Ada sesuatu yang dari dulu rasanya mengganjal di hati dan pikiran saya tentang poligami, dan pembenaran atas poligami. Juga tentang rasul saya yang mengapa berpoligami, hingga banyak yang menirunya dengan ikut-ikutan berpoligami, meski konteks dan alasan dari poligami itu sendiri sangat berbeda antara Muhammad dan pengikutnya. Saya cari jawabannya, tapi tak pernah ada yang pas. Hingga suatu ketika ketika saya membaca sebuah blog, saya seperti seorang remaja yang menemukan peta harta karun. Jika pemahaman atas hadist atau Al-Qur'an di pahami dengan konsep tekstualitas, maka ia akan menjadi kabur. Maka dari itu pemahaman akan kitab suci membutuhkan penggunaan filsafat mawas (penafsiran kontekstual) tidak tunggal dan serta merta di telan secara mentah.
Ilustrasi cerita yang memberi contoh bahwa sesuatu yang kita tiru tanpa memahaminya lebih dalam adalah keliru, saya ambil dari blog seorang penulis bernama M Shodiq Mustika


“Kisah seorang idola yang mengejar seorang perempuan”


Suatu hari, si Fulan melihat idolanya mengejar seorang perempuan.
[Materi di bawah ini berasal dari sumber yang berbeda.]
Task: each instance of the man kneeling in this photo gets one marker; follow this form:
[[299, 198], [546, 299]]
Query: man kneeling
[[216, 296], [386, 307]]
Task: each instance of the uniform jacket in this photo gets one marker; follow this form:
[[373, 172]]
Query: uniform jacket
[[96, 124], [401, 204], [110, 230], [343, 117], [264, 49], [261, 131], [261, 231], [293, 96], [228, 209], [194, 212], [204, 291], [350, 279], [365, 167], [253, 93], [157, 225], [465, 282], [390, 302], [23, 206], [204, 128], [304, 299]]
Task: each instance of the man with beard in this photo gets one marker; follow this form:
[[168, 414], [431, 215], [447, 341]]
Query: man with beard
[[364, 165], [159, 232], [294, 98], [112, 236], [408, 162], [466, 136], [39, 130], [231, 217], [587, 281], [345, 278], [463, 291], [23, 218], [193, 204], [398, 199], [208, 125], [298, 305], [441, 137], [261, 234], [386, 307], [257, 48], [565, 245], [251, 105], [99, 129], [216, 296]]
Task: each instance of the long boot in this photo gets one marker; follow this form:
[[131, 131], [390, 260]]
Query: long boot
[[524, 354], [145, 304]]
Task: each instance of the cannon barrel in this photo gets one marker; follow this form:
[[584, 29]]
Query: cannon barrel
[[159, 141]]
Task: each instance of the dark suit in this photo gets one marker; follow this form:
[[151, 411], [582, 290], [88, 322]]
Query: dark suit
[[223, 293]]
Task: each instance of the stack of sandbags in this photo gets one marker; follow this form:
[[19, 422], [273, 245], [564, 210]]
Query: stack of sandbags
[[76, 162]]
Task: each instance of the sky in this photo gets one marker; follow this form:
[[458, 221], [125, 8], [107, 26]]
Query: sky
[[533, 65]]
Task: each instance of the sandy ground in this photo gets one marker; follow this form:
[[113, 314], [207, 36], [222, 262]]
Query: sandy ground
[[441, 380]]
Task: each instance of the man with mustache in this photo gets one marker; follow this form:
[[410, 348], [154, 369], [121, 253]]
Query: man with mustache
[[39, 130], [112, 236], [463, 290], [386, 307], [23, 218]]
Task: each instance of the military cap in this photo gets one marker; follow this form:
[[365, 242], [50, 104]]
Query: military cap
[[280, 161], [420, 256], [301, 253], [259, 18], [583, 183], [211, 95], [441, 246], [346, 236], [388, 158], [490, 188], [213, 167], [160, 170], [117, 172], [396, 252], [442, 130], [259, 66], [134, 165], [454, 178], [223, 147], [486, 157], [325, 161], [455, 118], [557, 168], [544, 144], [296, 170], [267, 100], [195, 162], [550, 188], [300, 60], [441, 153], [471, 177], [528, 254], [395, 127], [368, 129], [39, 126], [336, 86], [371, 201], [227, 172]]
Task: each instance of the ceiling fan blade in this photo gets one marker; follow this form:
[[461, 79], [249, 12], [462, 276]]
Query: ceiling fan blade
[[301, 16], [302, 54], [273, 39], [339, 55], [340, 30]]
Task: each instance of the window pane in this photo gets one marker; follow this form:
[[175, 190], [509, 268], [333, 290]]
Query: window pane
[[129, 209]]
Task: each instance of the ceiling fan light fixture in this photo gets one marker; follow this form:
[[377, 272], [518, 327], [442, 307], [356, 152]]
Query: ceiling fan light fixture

Tiba-tiba seorang perempuan lainnya melintas di depannya. Lalu ia pun mengejar si perempuan.
Melihat itu, seorang pengamat merasa geram. “Mengejar perempuan? Menjijikkan!”
Lantas sang pengamat menemui si Fulan dan bertanya: “Mengapa kau mengejar perempuan itu? Apa kau tidak tahu bahwa perilaku seperti itu menjijikkan?”
Si Fulan: “Itu tidak menjijikkan. Saya mengejar perempuan itu karena meniru idola saya. Saya telah melihat dia mengejar seorang perempuan. Perilaku idola tidak mungkin menjijikkan.”
Sang pengamat merasa geram. Ia tidak sepaham. Dia merasa heran mengapa seorang idola mengejar seorang perempuan. Baginya, bila perbuatan menjijikkan dilakukan oleh seorang idola, maka sang idola itu sebenarnya tidak pantas menjadi idola.
Sesaat kemudian, sang pengamat bertemu dengan sang idola. Karena merasa geram, tanpa basa-basi ia berkata, “Anda tidak pantas jadi idola.”
Sang idola merasa heran. Ia bertanya, “Mengapa Anda berkata begitu?”
“Karena perilaku Anda yang menjijikkan telah ditiru oleh orang yang mengidolakan Anda.”
“Siapa yang meniru? Perilaku saya yang manakah yang dia tiru?”
“Si Fulan,” jawab sang pengamat. “Dialah yang meniru perilaku Anda. Dia telah mengejar seorang perempuan. Sungguh menjijikkan.”
“Ooo… yang itu. Apakah Anda tahu mengapa dia mengejar perempuan itu?” tanya sang idola.
Sang pengamat menjawab, “Ya. Dia melakukan perbuatan yang menjijikkan itu karena dia mengikuti Anda. Dia meniru perilaku Anda 100% murni tanpa dicampuri dengan pandangan-pandangan lain.”
Sang idola menukas, “Tadi saya mengejar seorang perempuan karena dia mencopet dompet saya. Kebetulan saja dia seorang perempuan.”
“Tapi si Fulan meniru perilaku Anda, ‘kan?”
“Tidak,” jawab sang idola. “Perilaku saya tadi adalah mengejar seorang pencopet. Si Fulan tidak mengejar pencopet. Jadi, dia tidak meniru perilaku saya. Dia hanya meniru sesuatu yang dia sangka perilaku saya. Ini gara-gara dia menelan mentah-mentah peristiwa yang dia lihat itu tanpa memperhitungkan konteks mengapa saya mengejar seorang perempuan.”